Ketiadaan aplikasi-aplikasi mainstream pada Windows Phone sebetulnya bukan masalah berarti. Sawers menyebut bahwa perusahaan pembuat aplikasi butuh waktu. Ia mencontohkan Instagram perlu waktu hingga lebih dari setahun menghadirkan aplikasi mereka di Android selepas hanya bisa digunakan pengguna iOS. “Banyak orang yang sebetulnya tak peduli aplikasi-aplikasi mainstream tersebut.” Sayangnya, Microsoft gagal meyakinkan masyarakat tentang ponsel yang mereka butuhkan secara esensial.
Anahita Didari, mahasiswa University of Bergen Norwegia dalam tesisnya berjudul “Windows Phone, Doomed or Pushed to fail?” menyebut bahwa kegagalan Windows Phone tak hanya soal aplikasi. Tetapi, ada dua variabel yang menyebabkan kegagalan.

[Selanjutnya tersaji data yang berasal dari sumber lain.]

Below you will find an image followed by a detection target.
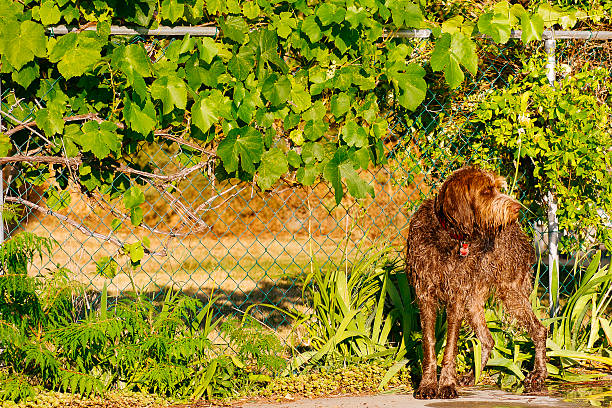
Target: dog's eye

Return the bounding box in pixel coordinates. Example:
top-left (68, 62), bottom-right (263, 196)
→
top-left (481, 187), bottom-right (493, 195)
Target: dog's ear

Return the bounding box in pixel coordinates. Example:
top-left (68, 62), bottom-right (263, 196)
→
top-left (495, 176), bottom-right (508, 191)
top-left (435, 177), bottom-right (475, 236)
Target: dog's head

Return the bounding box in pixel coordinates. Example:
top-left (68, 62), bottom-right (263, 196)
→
top-left (435, 167), bottom-right (521, 236)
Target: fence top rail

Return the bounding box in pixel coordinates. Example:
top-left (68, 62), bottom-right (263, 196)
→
top-left (47, 25), bottom-right (612, 40)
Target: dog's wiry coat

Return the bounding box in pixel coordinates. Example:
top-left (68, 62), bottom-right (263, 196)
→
top-left (406, 167), bottom-right (547, 398)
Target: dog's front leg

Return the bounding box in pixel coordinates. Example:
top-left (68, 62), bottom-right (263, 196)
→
top-left (437, 301), bottom-right (464, 398)
top-left (414, 294), bottom-right (438, 399)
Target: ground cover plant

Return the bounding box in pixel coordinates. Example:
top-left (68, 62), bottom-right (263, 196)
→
top-left (0, 0), bottom-right (610, 401)
top-left (0, 233), bottom-right (284, 401)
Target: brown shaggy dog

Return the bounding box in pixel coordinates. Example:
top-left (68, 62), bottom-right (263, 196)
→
top-left (406, 167), bottom-right (547, 398)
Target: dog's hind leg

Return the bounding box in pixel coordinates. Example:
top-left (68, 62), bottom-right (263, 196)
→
top-left (498, 291), bottom-right (548, 392)
top-left (459, 299), bottom-right (495, 385)
top-left (414, 294), bottom-right (438, 399)
top-left (438, 299), bottom-right (464, 398)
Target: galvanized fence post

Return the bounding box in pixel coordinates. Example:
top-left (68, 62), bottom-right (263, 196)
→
top-left (544, 38), bottom-right (559, 317)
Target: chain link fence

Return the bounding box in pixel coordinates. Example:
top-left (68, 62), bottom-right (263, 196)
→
top-left (1, 28), bottom-right (612, 329)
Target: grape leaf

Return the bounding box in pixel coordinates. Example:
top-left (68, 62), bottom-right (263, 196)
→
top-left (0, 133), bottom-right (13, 157)
top-left (331, 92), bottom-right (351, 118)
top-left (123, 98), bottom-right (157, 135)
top-left (257, 147), bottom-right (288, 190)
top-left (191, 96), bottom-right (219, 133)
top-left (36, 108), bottom-right (64, 136)
top-left (227, 47), bottom-right (255, 81)
top-left (123, 185), bottom-right (146, 209)
top-left (151, 75), bottom-right (187, 115)
top-left (221, 16), bottom-right (249, 44)
top-left (430, 32), bottom-right (478, 88)
top-left (342, 121), bottom-right (368, 147)
top-left (74, 120), bottom-right (121, 159)
top-left (261, 74), bottom-right (291, 106)
top-left (520, 13), bottom-right (544, 44)
top-left (198, 37), bottom-right (219, 64)
top-left (0, 20), bottom-right (47, 69)
top-left (217, 126), bottom-right (264, 174)
top-left (39, 0), bottom-right (61, 25)
top-left (478, 12), bottom-right (510, 44)
top-left (385, 0), bottom-right (423, 28)
top-left (161, 0), bottom-right (185, 23)
top-left (301, 16), bottom-right (323, 43)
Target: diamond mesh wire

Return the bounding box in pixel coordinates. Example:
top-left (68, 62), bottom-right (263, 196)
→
top-left (1, 33), bottom-right (610, 328)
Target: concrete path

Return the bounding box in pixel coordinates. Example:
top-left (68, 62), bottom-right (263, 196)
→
top-left (238, 388), bottom-right (585, 408)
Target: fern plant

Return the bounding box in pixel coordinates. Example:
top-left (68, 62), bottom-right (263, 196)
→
top-left (0, 233), bottom-right (282, 401)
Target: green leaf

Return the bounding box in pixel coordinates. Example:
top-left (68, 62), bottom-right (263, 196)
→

Kedua variabel itu ialah appropriability dan flexibility yang intinya mudah menyesuaikan dan fleksibel. Pada appropriability Windows Phone gagal karena ia memerlukan biaya tambahan bagi produsen smartphone bila ingin menggunakannya. Pada flexibility Windows Phone gagal karena sistem operasi itu tak memberikan produsen pembuat smartphone mengotak-atik sistem operasi itu sesuai keinginan mereka.
Dua variabel ini sukses dijalankan Android. Selain gratis, karena bersifat open source, produsen bisa mengotak-atik Android sesuka hati. Didari menyebut, meskipun Windows Phone berubah menjadi sistem operasi gratis dan source code-nya dibuka untuk publik ini tak menjadikan mereka akan mampu mengalahkan Android.
Google telah membikin jaringan produsen-produsen pembuat smartphone berbasis Android. Ini tak dimiliki Windows Phone. Selain itu, membuka source code Windows Phone ke publik akan turut membuka celah keamanan sistem operasi itu yang tentunya tak diinginkan Microsoft. Ini tentu menjawab kesialan-kesialan sistem operasi besutan Microsoft ini.